Set theory is so cool
Which book could you recommend that uses the same formulation? Do you have an idea how one could "implement" these axioms with Lambda calculus?
it's called the axiom of extensionality because it defines extensional equality (two things are judged equal by their external=observable properties, rather than their origin or intrinsic identity)
I did some research before posting the video and found something to this effect. I wasn't really satisfied with the answer and didn't think I could explain it well to people unfamiliar with this, so I left that line in. For one, this explanation leaves open the question of why this is even called extensional equality in the first place.
Also, the use of internal and external here is confusing in the case of sets because it's tempting to think of the axiom of extensionality as stating that sets are equal if they have the same internal properties (their elements). But here, we're clearly using internal and external differently, since we're saying sets are equal based on their external properties.
All in all, I'm still confused about why the axiom is called that.
Is there a reason you didn’t mention the axiom of empty set and the axiom of pairing?

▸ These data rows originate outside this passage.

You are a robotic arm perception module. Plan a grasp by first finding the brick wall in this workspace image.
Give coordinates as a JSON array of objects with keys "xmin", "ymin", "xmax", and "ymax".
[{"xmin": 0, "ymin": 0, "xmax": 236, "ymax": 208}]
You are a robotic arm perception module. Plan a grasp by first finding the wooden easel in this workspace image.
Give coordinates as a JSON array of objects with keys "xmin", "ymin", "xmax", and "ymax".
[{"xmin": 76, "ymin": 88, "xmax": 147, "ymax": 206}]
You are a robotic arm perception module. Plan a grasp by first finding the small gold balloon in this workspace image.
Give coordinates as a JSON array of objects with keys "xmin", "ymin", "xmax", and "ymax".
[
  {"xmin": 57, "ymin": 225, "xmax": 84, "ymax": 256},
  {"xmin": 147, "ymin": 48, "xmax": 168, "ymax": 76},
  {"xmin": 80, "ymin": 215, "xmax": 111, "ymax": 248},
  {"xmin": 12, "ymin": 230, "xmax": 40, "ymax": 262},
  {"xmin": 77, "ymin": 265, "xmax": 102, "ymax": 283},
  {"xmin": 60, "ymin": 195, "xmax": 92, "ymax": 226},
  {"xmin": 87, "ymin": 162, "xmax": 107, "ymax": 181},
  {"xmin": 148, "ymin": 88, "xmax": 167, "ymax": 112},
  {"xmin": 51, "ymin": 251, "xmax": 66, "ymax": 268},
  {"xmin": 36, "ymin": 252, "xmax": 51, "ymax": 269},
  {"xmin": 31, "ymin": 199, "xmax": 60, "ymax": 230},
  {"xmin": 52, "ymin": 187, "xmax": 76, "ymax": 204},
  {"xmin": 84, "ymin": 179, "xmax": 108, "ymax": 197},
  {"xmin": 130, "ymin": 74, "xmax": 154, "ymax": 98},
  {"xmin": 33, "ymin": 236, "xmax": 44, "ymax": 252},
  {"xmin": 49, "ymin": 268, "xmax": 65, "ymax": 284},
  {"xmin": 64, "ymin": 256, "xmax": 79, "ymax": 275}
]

I know you can drive them from the other axioms, but it’s a bit cumbersome.
More or less for that reason. I was trying to keep the statements of the axioms as simple as possible, so I didn't include axioms that are redundant. I intend to prove these statements later on in the series.
Your axiom of “refinement” is too inclusive.
If it only allowed 1 object to map to 0-1 objects, you would indeed get specification + replacement axioms.
But since it allows 1-to-many relations, it also entails the full axiom of choice.
Take a family of nonempty sets. Take the relation F(x,y) to be “y is in x”
Now apply the “axiom of refinement” and you get a set with one element from each set in the family. Which is exactly what the axiom of choice does.
The axiom of choice gives you a set with *exactly* one element from each set, but in the statement of the axiom of refinement, I say that "*at least one* of the objects it relates to lies in the new set".
It's possible to prove refinement in ZF. The idea is to replace each set with the set of everything it relates to of minimal possible rank in the von Neumann hierarchy of sets (en.wikipedia.org/wiki/Von_Neumann_universe), then take the union. This gives a set satisfying refinement.